A bleeding, powerful, dangerously gorgeous stranger.
His skin was warm under my fingers as I cleaned his wounds. His muscles twitched when I pressed a towel to his shoulder. Every part of him radiated control—even unconscious. Like he was just letting the world rest for a moment before he took it back again.
“What happened to you?” I whispered, mostly to myself.
No answer.
But I could feel it—the tension under his skin, the heat in the room, the electricity humming in the silence. I should’ve been afraid.
Instead, I was… drawn.
His jaw clenched as he shifted, revealing a gun tucked beneath his belt.
I swallowed hard.
Of course.
By morning, he was gone.
No blood trail. No prints. No door left open.

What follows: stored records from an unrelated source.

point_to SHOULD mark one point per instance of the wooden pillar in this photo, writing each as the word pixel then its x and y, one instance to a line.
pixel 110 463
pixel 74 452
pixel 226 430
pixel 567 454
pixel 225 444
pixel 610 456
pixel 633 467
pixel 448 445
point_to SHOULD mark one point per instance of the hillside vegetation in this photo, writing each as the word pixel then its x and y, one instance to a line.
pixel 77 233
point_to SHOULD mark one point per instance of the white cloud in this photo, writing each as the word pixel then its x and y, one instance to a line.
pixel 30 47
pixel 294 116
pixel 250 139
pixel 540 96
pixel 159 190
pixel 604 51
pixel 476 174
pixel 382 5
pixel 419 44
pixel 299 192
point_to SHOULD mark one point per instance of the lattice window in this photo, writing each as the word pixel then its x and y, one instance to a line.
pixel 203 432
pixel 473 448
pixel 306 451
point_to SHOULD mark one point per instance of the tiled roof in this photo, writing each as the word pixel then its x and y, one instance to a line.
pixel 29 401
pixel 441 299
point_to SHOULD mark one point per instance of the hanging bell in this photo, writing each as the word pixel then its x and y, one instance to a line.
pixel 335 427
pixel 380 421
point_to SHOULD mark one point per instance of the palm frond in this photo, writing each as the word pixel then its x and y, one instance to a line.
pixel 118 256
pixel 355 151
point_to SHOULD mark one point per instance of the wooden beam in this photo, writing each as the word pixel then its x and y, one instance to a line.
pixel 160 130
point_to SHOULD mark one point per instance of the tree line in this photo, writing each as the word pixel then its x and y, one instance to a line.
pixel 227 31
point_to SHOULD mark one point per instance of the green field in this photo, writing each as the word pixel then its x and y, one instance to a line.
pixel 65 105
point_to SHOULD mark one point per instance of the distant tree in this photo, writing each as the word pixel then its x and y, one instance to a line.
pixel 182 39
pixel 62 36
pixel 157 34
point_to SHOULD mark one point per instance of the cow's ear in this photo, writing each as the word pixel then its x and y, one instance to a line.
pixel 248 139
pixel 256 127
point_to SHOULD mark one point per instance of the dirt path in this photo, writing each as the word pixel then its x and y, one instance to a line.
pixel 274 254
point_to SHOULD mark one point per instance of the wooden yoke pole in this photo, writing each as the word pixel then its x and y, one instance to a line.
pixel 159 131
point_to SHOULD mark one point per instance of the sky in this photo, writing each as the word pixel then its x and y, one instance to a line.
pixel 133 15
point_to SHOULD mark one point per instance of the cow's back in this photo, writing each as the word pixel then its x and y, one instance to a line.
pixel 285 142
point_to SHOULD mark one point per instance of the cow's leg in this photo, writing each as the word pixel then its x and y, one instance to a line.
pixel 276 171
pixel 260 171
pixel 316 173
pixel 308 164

Only the faintest imprint on the pillow where his head had rested. A lingering scent of expensive cologne—musk, leather, and something else that clung to my skin like a memory.
He hadn’t taken anything.
But he had left with something I hadn’t even realized I’d given him—my curiosity.
And once he had that, the rest of me wouldn’t be far behind.
I didn’t know his name.
But I had a feeling… he knew mine.
And that terrified me more than the blood.